So, I don't really have time to blog, as I'm back in school right now. But let me tell you this.
I got to speak with my professor of Managerial Economics over beers tonight. After some pleasantries, we got down to business. We explored the idea of world economic systems, and agreed that there was not one solution. He gave me a lot of leeway on a theory that we are living in an era of an overreaction to the last failed system which was based on central planing.
It is accepted, today, that free-markets and democracy are the best idea for economics and politics respectively. Now, they may well be the best we've come up with so far, but there is never a static state of human affairs. That is to say, if you come upon some solution that appears to be better than all systems which came before it, that is not cause to disregard other approaches to the human condition, even if they resemble the failed ideas of old.
The fastest growing economies in the world are nearly all directed by political systems that are inherently undemocratic. To say that central planning, one of the most important tenants of communism is a failed idea, is to throw out the baby with the bathwater. Planning is an integral part of every business. Businesses listen to the market, but in the end they plan. The more organized a company, or a country, can be, the more efficient it will run.
Now the market has a way of determining things at more nuanced levels for which there is not currently--and likely will never be--any substitute. To ignore consumer demand and the other principles of market economics, is at this stage pure suicide. But to profess that these forces are the end all, the solution to everything, is pure folly.

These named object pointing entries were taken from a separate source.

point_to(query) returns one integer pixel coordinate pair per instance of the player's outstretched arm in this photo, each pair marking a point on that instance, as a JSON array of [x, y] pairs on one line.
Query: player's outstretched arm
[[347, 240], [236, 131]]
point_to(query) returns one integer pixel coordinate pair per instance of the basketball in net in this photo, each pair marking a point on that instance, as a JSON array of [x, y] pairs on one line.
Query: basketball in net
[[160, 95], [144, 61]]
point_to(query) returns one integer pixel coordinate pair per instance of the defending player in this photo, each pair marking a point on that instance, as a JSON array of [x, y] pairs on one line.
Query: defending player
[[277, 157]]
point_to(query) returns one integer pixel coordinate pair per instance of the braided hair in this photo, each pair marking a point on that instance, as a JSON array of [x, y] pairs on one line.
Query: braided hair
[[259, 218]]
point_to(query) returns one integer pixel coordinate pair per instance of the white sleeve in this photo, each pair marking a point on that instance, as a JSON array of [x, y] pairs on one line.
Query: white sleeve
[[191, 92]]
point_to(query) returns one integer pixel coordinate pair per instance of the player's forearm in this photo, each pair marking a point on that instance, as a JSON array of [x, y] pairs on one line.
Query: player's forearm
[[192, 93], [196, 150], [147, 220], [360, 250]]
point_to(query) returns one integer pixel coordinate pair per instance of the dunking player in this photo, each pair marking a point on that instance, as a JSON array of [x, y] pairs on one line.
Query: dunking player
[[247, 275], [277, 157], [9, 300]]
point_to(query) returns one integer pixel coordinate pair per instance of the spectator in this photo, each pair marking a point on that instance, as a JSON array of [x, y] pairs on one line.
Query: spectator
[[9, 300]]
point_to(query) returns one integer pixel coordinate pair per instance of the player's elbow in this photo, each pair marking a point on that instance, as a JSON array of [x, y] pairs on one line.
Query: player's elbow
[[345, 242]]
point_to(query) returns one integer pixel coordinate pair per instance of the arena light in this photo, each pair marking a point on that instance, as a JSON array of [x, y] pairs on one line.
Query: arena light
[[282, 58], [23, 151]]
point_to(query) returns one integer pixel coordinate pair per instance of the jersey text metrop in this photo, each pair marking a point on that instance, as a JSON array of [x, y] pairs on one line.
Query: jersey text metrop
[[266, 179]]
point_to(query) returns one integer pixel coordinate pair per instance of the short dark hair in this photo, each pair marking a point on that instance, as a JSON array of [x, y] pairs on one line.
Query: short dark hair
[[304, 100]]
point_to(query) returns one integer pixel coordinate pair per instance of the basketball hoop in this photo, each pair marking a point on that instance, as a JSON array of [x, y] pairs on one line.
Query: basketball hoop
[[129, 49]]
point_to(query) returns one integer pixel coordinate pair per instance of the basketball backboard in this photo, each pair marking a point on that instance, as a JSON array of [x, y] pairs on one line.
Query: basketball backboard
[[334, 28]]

As human beings, we decided, we must always realize that the current system is imperfect. That systems that work in one place well, may work poorly in the next. When everyone starts thinking the same way, that is when everything will collapse. But, this will not happen so long as the spirit of open thinking, and acceptance for others customs and different ideas about how to do things, remains alive.
We must never get so satisfied with ourselves, or think that we have the answer. NO! We must always strive to incorporate the best, or most relevant parts of any system, past or theoretical, into the current one. There is no ultimate answer to the question of politics or economics. If there was, life would be boring.